In the game, your character hooks up his suit to the door to provide this power or whatever gadget an engineer in the future might carry around. So on screen would be a number of columns depicting the charge level of a particular capacitor and an indicator of how much charge is needed for each. The player can do them in any order. Press button to start charging, and press button to stop charging in order to charge a different one.

The player is able to overshoot the target but must not reach the maximum for fear of overloading. Overshooting the target below the maximum is fine because the capacitors will actually begin to discharge when you move on to another capacitor; by the time you get to the "last" capacitor, the first one you did might have fallen below the target level. Imagine that the character can only hook up to one cap at a time and this is for security reasons, exactly why you would be doing this. :p So timing is important.

If you hit the maximum charge, there is a general overload and the circuit panel blows. No more chances. That's your trade-off for a power node I guess. If a prior capacitor falls below the allowable charge, you have to start over. More difficult locks will have more bars to charge or varying rates of charging/discharging.

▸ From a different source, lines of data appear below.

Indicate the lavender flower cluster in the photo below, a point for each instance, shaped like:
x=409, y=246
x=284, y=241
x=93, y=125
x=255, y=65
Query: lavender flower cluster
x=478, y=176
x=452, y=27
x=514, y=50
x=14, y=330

Other thoughts regarding more complex stuff (pun intended ;) ): Resistors could be used to slow down rates of discharge or even slow down the rate of an unwieldy charging rate. Inductors in this system could be used to produce magnetic fields to induce charge in a neighbouring capacitor for charge management... Let's say the player overshoots the target, place an inductor. As the charge decreases, it induces a charge in the next-door capacitor which might have a faster rate of discharge... so the upshot is that while one is discharging, it's helping to keep another charged appropriately or slow down that discharge indirectly.

Anyone following? Maybe too complex... lol

Just to be explicit, all of the bars need to be in the target charge zone in order to unlock.

/ electrical engineer mode
 
...I followed some of that...I think? It may be easier to just hide key's around the different area's, or use kenesis to move tumblers or dip switches to over-ride the door lock?
 
...I followed some of that...I think? It may be easier to just hide key's around the different area's, or use kenesis to move tumblers or dip switches to over-ride the door lock?

Extra challenge! And it's an excuse to apply some engineering knowledge. :p
 
I have two more playthroughs I think :( Gotta get the Insane mode, and kill tons of enemies with different guns (and that stupid pengs treasure!).